The court examined the case of Blessing v. T. Shriver & Co., 94 N.J. Super. 426 (App. Div. 1967) to determine if Pineda was the special employee of Hector Zulueta. In that case the court examined whether the following factors applied:
- Does an express or implied contract exist between the special employee and the special employer?
- Is the work that is being done essentially that of the special employer?
- Does the special employer have the right to control the details of the work?
- Does the special employer pay the employee’s wages?
- Does the special employer have the power to hire, release, or re-hire the employee?
In this case the Appellate Division found that four factors favored special employment, and it said that it is not essential that all five factors must apply under New Jersey case law. On the first factor, the court said that there was evidence of an oral agreement with defendants. Pineda took direction from Hector Zulueta and his wife for many years.
Pineda argued that the second factor was not met because Hector Zulueta and his wife are not business owners. The court said that one does not need to be a business entity to employ others to perform services. Pineda took care of the Zulueta children and that was her main job Monday through Friday.
The court also believed the third factor was met because Pineda took direction from Hector Zulueta and his wife during the week, even if they did not tell her exactly how to cook or clean. The court noted that Nilda Zulueta certainly did not provide direction to Pineda when she was working as a nanny for her son.
The court acknowledged that the fourth factor was missing because Hector Zulueta and his wife did not pay Pineda. Artime, Inc., owned by Hector’s mother, paid her. The court did not raise the issue of whether Hector Zulueta or his wife violated any tax or employment laws in so doing. “We leave it to others, if appropriate, to address the lawfulness of defendants’ employment of plaintiff and their potential liability for income and other taxes that may have arisen as a result of the facts we have described.”

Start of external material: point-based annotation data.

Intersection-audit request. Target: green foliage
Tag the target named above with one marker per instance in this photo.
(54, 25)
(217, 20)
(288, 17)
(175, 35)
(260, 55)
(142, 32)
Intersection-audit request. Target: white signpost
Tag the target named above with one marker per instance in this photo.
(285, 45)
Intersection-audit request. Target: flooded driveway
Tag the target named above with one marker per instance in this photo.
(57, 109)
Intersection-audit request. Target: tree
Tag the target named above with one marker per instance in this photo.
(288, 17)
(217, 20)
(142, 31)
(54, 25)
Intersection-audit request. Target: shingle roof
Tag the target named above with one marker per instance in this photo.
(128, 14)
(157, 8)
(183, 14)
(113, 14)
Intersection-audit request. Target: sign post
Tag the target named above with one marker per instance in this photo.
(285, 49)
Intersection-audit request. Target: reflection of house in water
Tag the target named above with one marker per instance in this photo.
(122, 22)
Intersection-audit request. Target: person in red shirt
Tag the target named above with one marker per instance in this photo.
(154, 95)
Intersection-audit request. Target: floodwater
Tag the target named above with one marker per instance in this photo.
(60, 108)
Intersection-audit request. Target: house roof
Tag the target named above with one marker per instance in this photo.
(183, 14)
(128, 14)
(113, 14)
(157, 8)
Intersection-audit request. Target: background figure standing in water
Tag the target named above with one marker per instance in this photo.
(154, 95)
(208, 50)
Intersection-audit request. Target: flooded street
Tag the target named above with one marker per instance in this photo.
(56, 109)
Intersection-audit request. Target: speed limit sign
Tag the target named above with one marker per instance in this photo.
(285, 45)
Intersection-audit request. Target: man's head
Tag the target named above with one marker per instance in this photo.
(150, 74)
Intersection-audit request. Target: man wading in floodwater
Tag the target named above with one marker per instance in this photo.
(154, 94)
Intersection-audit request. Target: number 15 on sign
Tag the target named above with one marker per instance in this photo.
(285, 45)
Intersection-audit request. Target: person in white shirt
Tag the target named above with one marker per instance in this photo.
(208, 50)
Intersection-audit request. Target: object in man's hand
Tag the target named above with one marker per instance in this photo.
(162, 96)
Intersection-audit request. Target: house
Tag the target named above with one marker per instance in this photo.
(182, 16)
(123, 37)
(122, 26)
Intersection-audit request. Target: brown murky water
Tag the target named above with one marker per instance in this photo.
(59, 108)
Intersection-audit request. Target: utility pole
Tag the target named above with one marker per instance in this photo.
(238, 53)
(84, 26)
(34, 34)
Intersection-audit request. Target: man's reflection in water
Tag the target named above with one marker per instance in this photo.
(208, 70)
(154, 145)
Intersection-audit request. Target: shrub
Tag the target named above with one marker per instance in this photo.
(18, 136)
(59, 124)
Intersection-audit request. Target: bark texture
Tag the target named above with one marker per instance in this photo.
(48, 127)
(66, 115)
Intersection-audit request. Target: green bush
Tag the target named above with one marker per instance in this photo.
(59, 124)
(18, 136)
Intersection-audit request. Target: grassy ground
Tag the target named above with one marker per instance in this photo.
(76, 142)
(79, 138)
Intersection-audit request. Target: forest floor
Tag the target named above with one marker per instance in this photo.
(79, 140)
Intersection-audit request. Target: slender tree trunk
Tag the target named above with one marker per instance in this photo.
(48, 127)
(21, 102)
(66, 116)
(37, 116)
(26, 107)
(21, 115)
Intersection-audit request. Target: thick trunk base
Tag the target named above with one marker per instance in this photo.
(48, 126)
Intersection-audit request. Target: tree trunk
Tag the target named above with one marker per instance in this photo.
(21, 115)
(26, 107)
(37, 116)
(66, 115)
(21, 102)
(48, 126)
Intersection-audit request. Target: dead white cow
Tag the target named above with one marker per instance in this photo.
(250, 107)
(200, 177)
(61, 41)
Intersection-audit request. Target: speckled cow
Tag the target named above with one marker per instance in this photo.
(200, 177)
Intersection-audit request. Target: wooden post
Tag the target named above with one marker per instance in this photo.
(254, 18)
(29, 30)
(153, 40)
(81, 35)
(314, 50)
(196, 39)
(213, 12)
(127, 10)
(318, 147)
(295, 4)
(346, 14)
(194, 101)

The fifth factor was also disputed, as Pineda argued that there was no proof that Hector Zulueta and his wife could fire Pineda. The court said, “There is no evidence that plaintiff was granted lifetime employment without any right retained by defendants to terminate her services in their home and with their children.”
Since four of the factors existed under the special employment test, the court ruled that plaintiff was a special employee of Hector Zulueta and his wife and therefore affirmed the dismissal of her law suit. The case can be found at Pineda v. Hector Zulueta and Sheila Zulueta, A-1552-13T4 (App. Div. October 23, 2014).